Globally, pulses are the second most important crop group after cereals. Lentil is one of the most widely consumed pulses in India and specifically in the Middle East and South Asian regions [1
]. Being a rich source of essential nutrients, it is regarded as a high value crop for ensuring food and nutritional security for millions of people in developing countries. It is drought-tolerant and can also be grown as a rotation crop. Lentils also improve soil fertility by replenishing soil nitrogen levels. [2
]. India contributes around 18% to world lentil production and is one of the major lentil-exporting countries in the world [3
Despite being a major producer and consumer, the yield of lentil is considerably low in India compared to other major producing countries.

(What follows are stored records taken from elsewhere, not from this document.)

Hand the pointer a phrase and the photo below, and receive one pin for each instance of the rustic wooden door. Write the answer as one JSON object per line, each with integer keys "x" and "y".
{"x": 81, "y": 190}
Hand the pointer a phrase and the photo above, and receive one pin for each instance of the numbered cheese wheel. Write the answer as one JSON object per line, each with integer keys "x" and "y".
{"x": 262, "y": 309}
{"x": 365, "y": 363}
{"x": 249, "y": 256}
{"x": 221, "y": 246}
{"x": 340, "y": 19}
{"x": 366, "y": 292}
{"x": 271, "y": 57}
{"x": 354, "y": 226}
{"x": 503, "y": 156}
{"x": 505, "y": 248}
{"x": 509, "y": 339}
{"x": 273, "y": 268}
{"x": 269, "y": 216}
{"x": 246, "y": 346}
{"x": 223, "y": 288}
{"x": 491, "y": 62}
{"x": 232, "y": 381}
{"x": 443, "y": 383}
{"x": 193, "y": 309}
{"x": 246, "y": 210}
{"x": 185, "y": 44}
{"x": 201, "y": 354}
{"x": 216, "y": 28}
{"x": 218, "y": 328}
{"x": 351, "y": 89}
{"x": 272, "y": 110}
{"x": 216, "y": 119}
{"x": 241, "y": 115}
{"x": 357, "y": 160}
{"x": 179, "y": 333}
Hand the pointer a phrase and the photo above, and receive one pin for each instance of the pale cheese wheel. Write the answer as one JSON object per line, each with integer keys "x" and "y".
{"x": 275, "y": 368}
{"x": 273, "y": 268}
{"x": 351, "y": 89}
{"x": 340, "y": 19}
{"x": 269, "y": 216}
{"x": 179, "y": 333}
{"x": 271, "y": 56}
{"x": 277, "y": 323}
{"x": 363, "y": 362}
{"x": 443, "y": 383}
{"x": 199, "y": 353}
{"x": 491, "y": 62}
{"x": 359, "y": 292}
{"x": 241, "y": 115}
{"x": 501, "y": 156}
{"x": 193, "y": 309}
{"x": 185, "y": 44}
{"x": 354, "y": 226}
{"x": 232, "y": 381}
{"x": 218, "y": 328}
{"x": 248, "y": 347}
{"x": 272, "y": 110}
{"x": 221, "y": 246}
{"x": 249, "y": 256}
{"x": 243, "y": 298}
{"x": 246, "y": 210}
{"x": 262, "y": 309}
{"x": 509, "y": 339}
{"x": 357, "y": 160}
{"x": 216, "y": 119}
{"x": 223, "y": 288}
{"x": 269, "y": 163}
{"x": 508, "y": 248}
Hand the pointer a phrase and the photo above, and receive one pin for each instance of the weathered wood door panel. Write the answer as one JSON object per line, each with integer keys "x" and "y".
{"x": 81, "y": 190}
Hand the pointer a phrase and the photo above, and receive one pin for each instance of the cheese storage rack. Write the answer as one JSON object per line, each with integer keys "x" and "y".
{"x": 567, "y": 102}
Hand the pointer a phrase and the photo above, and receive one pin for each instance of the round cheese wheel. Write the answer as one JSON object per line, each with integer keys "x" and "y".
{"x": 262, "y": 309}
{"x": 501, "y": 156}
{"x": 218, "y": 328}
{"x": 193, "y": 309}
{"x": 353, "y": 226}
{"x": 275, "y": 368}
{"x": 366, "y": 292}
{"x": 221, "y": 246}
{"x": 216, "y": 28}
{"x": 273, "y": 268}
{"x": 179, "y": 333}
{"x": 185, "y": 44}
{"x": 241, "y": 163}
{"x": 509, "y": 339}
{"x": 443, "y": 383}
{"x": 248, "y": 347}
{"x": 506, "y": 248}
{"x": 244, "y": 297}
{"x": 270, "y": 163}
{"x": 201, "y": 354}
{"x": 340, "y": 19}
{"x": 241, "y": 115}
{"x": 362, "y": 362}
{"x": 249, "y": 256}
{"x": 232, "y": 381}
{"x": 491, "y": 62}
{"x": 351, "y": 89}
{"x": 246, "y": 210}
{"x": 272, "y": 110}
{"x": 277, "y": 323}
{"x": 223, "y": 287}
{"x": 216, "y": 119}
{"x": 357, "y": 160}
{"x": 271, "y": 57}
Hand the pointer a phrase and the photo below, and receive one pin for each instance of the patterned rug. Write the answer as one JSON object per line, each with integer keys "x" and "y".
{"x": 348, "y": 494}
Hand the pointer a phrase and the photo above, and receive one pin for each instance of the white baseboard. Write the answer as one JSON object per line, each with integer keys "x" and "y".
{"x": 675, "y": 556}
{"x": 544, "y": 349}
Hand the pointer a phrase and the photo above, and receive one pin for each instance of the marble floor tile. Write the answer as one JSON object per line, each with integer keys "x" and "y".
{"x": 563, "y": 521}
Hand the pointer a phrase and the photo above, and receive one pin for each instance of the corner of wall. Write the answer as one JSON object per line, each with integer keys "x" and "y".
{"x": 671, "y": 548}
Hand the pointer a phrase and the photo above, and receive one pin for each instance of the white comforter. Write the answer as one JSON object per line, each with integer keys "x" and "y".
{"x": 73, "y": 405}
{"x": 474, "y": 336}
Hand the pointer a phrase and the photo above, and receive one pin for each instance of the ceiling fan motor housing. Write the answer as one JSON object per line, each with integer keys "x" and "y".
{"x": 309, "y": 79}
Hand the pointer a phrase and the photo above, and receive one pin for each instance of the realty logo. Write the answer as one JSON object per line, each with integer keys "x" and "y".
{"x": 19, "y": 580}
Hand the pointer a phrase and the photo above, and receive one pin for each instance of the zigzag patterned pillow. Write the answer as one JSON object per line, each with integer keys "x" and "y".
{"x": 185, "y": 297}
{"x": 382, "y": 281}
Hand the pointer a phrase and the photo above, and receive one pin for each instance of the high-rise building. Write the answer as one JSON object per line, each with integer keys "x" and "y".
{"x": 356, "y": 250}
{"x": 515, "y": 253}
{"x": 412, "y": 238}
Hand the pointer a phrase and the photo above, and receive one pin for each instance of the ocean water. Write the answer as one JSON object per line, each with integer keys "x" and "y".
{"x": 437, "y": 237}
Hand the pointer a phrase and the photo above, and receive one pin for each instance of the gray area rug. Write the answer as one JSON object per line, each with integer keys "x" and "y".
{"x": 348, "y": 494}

The crop yield is affected by multiple factors such as physical, economic and technological. Morphological characters play a crucial role in yield enhancement as well as reduction. [4
]. A good prediction model explores the complex relationship between different factors and yield. It helps to improve management techniques and boost actual yields. A good prediction model should be reliable, consistent, object-oriented, cost effective and sensitive to extreme events [6
]. Several researchers have attempted to model the crop yield of lentil using different models such as simple correlation [1
], path analysis [7
], multiple linear regression [8
], stepwise regression [9
], factorial analysis [2
] and principle component analysis [10
]. These studies assumed the linear relationship between plant characters and crop yield. However, these models have not been successful in capturing the nonlinear relationship between crop yield and plant characters [11
In the past decades, there has been a consistently rising interest in the application of machine learning (ML) techniques such as artificial neural networks (ANNs), support vector regression (SVR) and random forest (RF) in different fields, particularly for modelling nonlinear relationships. Schultz and Wieland [12
] discussed the possibilities of applying neural networks or neural networks in combination with fuzzy techniques in the field of agroecological modelling. Uno et al. [13
] used artificial neural networks to predict corn yield from compact airborne spectrographic imager data. They used statistical and ANN approaches along with various vegetation indices to develop yield prediction models. Lee et al. [14
] and Zhang et al. [15
] found that multivariate adaptive regression spline (MARS) performed better than both statistical parametric methods such as linear discriminant analysis or logistic regression and nonparametric approaches such as neural networks and support vector machines. Khazaei et al. [16
] applied artificial neural network methodology to model the correlation between crop yield and 10 yield components of chickpea (Cicer arietinum L.). They also used the fuzzy c-means clustering technique for the classification of 362 chickpea genotypes based on agronomic and morphological traits. Among the various ANN structures, the 10-14-3-1 ANN structure with a training algorithm of back-propagation and hyperbolic tangent transfer function in the hidden and output layers performed best. Higgins et al. [17
] developed an ANN model for forecasting the maturity of green peas using historical harvest information along with weather and climate forecasts. They implemented and evaluated the model in a large pea growing region in Tasmania, Australia. The model allowed for not only the harvesting of peas closer to their ideal maturity indices, but also the planning of harvest and transportation logistics with a significantly longer lead time. Khairunniza-Bejo et al. [11
] highlighted the prediction accuracy of the ANN model compared to other linear models in crop yield prediction. They showed that the ANN model captured the relationship among the variables much more accurately. Gandhi et al. [18
] used the support vector machine (SVM) model for rice crop yield prediction in India using climatic variables. Deo et al. [19
] applied MARS, least square, SVM and decision tree for drought forecasting in eastern Australia. Garg et al. [20
] forecast rice yield using the fuzzy logic and regression model. They tested four different types of the fuzzy interval with four degrees of regression equations. Ying-Xue et al. [21
] developed a support vector machine-based open crop model (SBOCM) integrating developmental stage and yield prediction models for rice crop yield prediction in China. Klompenburg et al. [22
] and Batool et al. [23
], Cubillas et al. [24
], Bali and Singla [25
] and Ji et al. [26
] reviewed the research works related to crop yield prediction using ML techniques. They explored the different machine learning techniques used in crop yield prediction and their efficiency. The studies reported the increasing trend of hybrid models in crop yield prediction.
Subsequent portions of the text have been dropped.